On Friday I asked if Gartner’s new Quadrant for Strategic Sourcing Application Suites was Magic or Tragic?. Even though it was better than some of the previous quadrants, the fact that it only covered 14 vendors, that 4 of them seemed to slip in under the wire, that the lack of response time probably excluded a number of vendors that should have been there, and that there were a number of statements that just make you go “huh?” (and lead you to believe the report was as rushed as the surveys), I’ve decided that it was more tragic than magic.
And although it wasn’t all bad, as the market overview and definition was pretty good, and the vendor descriptions were mostly accurate, there are a dozen statements that just aren’t right. And even though, as a commenter pointed out, it’s probably not worth the column-inches I’m going to use, given the importance assigned to this report by the market space (which is equalled only by the Forrester Grave), I can’t let it go. I need to make sure you don’t misread the statements and make a bad decision. So I’m going to take the most important issues point by point.
Misleading Statement: Moreover, we are now seeing suite-level functionality that leverages the common database and data model of an integrated collection of solutions, such as the ability to pull suppliers identified in a spending analysis exercise into a request for proposal, and the automatic population of a contract template with supplier information and pricing data from a winning bid.
Correction: Now? NOW!?! Get real. This functionality has been around for at least 7 years. Ariba has had it for a while. Procuri, now Ariba, always had it. Iasta always had it. Heck, even Mindflow had it between the core modules back in 2002/2003 when I was there. Maybe the big ERP vendors didn’t have it until recently, and maybe the players that acquired most of their solutions didn’t have it, but it’s not new. And it’s not hard. And yes, you should expect it if you’re buying a suite.
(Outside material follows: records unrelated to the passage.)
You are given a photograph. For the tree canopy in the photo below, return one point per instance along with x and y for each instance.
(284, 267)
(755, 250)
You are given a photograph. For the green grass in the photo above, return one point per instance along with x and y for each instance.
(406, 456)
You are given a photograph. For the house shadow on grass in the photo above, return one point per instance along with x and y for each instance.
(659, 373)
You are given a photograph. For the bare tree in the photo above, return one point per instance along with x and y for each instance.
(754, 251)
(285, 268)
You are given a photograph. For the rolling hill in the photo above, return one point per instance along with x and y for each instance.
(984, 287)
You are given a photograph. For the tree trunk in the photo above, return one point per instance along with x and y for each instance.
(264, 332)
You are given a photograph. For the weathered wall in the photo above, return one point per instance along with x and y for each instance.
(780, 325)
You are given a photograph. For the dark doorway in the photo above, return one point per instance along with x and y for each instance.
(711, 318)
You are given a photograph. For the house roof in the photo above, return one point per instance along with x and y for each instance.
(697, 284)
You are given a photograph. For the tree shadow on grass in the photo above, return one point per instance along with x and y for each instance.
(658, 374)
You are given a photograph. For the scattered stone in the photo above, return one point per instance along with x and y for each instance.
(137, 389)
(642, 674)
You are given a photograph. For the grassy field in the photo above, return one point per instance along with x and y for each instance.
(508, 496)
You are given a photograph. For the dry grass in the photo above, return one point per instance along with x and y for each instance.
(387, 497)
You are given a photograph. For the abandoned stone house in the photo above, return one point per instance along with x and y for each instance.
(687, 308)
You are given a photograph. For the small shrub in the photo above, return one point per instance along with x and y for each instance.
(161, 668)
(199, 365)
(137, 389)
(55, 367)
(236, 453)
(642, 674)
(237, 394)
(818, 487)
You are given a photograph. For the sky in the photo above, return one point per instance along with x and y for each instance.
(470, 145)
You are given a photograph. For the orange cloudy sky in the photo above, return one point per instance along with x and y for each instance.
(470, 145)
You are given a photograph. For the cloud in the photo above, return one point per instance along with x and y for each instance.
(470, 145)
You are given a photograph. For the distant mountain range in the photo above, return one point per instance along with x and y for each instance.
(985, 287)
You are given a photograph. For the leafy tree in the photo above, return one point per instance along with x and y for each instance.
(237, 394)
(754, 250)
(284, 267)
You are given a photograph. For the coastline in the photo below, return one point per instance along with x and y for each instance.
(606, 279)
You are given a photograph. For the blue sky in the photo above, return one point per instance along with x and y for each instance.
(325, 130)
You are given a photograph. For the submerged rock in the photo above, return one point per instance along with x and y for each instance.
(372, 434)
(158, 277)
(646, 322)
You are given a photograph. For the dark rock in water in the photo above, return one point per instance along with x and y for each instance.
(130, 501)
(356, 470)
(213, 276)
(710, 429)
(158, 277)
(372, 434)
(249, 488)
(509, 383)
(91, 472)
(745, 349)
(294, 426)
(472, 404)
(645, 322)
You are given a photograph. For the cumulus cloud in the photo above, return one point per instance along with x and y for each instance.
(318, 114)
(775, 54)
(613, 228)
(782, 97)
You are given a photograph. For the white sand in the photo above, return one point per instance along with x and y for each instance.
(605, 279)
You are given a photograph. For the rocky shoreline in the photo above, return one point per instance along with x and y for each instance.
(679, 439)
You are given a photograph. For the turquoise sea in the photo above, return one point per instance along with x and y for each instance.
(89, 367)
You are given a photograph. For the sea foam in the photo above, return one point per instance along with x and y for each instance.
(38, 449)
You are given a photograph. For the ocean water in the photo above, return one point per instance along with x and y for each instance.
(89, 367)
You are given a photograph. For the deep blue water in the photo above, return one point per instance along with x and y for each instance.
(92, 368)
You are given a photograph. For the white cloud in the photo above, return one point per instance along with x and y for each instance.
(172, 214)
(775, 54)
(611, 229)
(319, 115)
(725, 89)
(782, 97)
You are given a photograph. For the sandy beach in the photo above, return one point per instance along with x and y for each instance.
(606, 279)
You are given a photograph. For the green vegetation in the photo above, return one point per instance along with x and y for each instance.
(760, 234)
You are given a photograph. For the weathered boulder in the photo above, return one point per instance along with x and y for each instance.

Missing the Point: Since the trend toward suites is likely to continue indefinitely, consider point solution providers of supply base management, spending analysis, strategic sourcing and enterprise contract management only if the arrangement is short term to medium term (three to five years), or if the niche vendor’s solution can provide a competitive advantage.
Correction: Term is irrelevant. It’s about value. As long as a point provider can give you more value, you go with the point provider. If that’s a year, it’s a year. If that’s five years, it’s five years. If it’s until you retire, it’s until you retire.
Lack of Clarity: Go without business consulting services only if you have five or more years experience with a suite, and if you have an established, internal center of excellence to help users.
Correction: While you should definitely consider using category and process experts if you are not experienced and / or do not have a centre of excellence, if it takes you five years to learn a tool, you have a problem. A big problem. It shouldn’t take you five years. It shouldn’t take you five months. It shouldn’t even take five days. Not only is RFX, Auction, Project Management, Contract Management, and Spend Analysis, etc. well understood, but there are dozens of solutions out there that are easier to use than Microsoft Office. Your average sourcing professional should be able to pick up the basics on their own in a few minutes. If they can’t, the tool is too complex or poorly designed and you should find a better tool.
True, but Bad Advice: Most organizations that utilize spending analysis refresh on a quarterly basis.
Correction: While that may still be true, it’s the wrong approach to spend analysis. The right approach is to refresh at least weekly, if not daily, and there are at least a dozen providers who can integrate with your existing systems and do that. A good spend analysis system should allow you to track your spending. It’s not very useful if all it tells you is what you spent three months ago.
DANGEROUSLY WRONG: The reverse auction is the most powerful way to drive down costs …
Correction: WTF? When not expertly applied (and even sometimes when it is expertly applied), a reverse auction is the most powerful way to damage relationships, drive quality through the floor, and drive up spend in times of greatest needs. It’s as I wrote in my guest post on a brief history of optimization for By the Buy:
In the beginning, there was the reverse auction. Industry visionaries applied reverse auctions to their sourcing events for commodity and competitive categories (in the mid nineties) and saved a small fortune (which sometimes exceeded 30%, 50%, and even 70% of previous category costs). They were heroes and the world was good.
Then, a couple of years later when they circled back to the first categories and held another auction, something unexpected (to them) happened. The total savings shrunk considerably. The average savings, expressed in terms of percentages, dropped from the mid double digits to the (low) single digits. The savings often equalled what they would have expected from a traditional RFX / negotiation process. But the market was a seller’s market and the total event time, and thus the total event cost, was low, so with the right spin, they still looked quite successful. The world was still good.
Another couple of years passed, and they circled back to the first categories again. But this time, the market was a buyer’s market again and savings were bound to equal those seen in the initial category reverse auctions, right? Wrong! Instead, something really surprising (to them) happened — instead of saving money, total costs increased — sometimes in the double digits! The world was a dark and scary place. What happened? Could it have been avoided?
In short, reverse auctions are NOT strategic!